"C’est une main qui parle, volonté active qui s’oppose, le plus souvent se pose pour caresser le résonateur, caisse de résons, raison même de l’affrontement amoureux. Entre les deux s’interpose l’espace vide qui peu à peu s’emplit du désordre de la vie, bric-à-brac chaotique où trônent la pomme de pin, les graviers et des lamelles qui révoquent toutes percussions banales. Par le pétrissage sans fin de l’air en gestes retenus et une chirurgie du métal sur la chair, chocs et crissements s’épanouissent dans ce creux intermédiaire et c’est la pluie, un vol d’étourneaux dans la tempête, le passage d’un train rapide, les rumeurs d’une Asie religieuse, une forêt d’été traversée d’un ruisseau et de papillons clairs.

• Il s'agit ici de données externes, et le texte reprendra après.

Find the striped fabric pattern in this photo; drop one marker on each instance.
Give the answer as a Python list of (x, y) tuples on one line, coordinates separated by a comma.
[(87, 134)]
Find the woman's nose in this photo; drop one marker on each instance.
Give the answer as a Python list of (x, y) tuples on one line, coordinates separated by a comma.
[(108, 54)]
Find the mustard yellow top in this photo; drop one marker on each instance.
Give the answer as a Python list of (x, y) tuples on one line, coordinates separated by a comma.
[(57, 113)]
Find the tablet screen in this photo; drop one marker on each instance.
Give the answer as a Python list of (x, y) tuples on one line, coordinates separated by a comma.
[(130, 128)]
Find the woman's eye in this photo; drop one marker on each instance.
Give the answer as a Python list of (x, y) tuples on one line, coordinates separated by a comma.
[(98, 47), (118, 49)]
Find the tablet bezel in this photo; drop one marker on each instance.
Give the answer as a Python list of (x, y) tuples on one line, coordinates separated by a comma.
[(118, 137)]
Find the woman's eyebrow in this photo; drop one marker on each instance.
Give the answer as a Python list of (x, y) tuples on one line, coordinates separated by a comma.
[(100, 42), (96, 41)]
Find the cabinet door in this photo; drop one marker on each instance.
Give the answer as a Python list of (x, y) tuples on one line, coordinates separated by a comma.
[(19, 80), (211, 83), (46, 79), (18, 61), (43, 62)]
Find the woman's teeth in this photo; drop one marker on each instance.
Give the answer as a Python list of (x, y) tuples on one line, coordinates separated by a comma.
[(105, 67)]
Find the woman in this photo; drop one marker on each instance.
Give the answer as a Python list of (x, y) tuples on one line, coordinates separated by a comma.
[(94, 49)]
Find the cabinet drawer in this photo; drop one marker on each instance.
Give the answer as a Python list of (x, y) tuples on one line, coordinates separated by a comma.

C’est la concentration même, un monde ramassé sur l’espace d’une peau tendue, qui se déchaîne pour retomber, fureur/calme, souffle de l'infini ressac. Et quand tout s’apaise, toujours un grillon pour relancer la symphonie. Cet ensemble circulaire ouvert sur une liberté absolument maîtrisée, s’achève exactement là où il a commencé : frottements des matières, réverbérations subtiles, puis relâchement de la tension vers l’extrême gravité jusqu’à l’inaudible, enfin le silence." (Sylvain Torikian, avril 2008)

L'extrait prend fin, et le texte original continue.